日本が、66ヵ国中で1位だったものを取り上げてみました。
質問:隣に住んでいる人を完全に信頼できますか?
完全に信頼できると答えた人は、66ヵ国平均は17.2%でしたが、日本は4%で一番低かった。
質問:慈善団体を信用してますか?
完全に信用できると答えた人は、66ヵ国平均は17.3%でしたが、日本は2.2%で一番低かった。
質問:人生の主な目標の 1 つは、両親に誇りを持ってもらうことですか?
強くそう思うと答えた人は、66ヵ国平均は48.5%でしたが、日本は5.3%で一番低かった。
質問:母親がお金のために働くと未就学の子供たちは苦しむ
強く同情すると答えた人は、66ヵ国平均は14.1%でしたが、日本は1%で一番低かった。
世界価値観調査では上記以外でも日本だけ66ヵ国平均と乖離しているのが多く見られました。
【自分の人生の責任は自分で取るべきと思う人は公助に参加しなくなる】
国連の幸福度調査、世界価値観調査から日本は不親切な国民であると発信している大学教授の書籍の中で、日本人が不親切なのは「自己責任論が強い」からとありました。
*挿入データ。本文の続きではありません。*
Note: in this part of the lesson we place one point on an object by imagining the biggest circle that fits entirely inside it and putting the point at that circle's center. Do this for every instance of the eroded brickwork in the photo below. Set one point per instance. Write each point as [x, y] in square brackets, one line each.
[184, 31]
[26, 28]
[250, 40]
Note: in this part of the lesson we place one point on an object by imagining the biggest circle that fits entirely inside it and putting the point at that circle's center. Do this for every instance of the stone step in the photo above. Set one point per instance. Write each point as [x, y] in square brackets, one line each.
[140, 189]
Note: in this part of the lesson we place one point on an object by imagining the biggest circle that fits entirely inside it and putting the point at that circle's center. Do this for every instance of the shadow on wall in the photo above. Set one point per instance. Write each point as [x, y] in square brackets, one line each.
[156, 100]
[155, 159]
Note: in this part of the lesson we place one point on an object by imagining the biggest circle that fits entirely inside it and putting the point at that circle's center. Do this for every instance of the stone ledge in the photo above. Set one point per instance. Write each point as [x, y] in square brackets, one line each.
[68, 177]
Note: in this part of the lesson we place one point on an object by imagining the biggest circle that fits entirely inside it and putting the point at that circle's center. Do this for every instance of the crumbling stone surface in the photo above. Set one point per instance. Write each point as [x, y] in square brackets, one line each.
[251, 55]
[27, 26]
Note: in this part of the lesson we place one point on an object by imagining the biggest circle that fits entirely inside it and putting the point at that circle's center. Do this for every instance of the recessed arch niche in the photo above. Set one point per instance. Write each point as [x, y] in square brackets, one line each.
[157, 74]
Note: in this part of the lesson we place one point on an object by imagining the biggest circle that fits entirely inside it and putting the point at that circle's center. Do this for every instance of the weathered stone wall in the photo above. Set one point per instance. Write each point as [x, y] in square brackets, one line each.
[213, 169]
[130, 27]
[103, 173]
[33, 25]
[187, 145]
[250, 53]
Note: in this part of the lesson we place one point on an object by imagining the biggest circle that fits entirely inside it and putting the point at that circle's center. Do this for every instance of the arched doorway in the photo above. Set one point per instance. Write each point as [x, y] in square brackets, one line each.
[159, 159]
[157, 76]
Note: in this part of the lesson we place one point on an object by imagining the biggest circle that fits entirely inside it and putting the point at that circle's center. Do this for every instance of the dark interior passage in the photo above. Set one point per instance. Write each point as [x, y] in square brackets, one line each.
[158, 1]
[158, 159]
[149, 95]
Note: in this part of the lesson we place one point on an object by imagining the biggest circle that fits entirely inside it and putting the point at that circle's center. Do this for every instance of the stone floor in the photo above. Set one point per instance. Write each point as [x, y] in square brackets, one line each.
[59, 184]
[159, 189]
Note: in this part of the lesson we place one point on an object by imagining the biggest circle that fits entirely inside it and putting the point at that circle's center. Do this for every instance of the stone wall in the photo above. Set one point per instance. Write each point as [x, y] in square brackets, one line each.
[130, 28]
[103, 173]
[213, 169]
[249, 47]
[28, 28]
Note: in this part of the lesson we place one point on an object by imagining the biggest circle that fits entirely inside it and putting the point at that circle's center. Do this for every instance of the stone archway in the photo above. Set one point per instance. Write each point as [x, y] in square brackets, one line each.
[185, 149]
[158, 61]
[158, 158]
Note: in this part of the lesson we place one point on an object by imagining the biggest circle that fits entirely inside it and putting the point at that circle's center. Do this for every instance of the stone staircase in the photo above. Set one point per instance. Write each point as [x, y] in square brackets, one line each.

「自己責任論が強い」と「公助に参加しない」は正の相関があるということです。
日本人の「迷惑をかけたくない」や「自己責任論」がどこから来ているか考えたときに、江戸時代からの「家を継ぐ」という道徳観念が影響しているのではと思いました。
日本の封建時代における道徳観念のもとでは、不始末が生じた場合にその責任をみずから判断し、自分自身で処置する覚悟を示すことで、自身のみならず一族の名誉を保つという社会的意味があった
切腹で責任を取るという道徳観念は世界で日本だけなので、他国と道徳観で差がでるのかもしれません。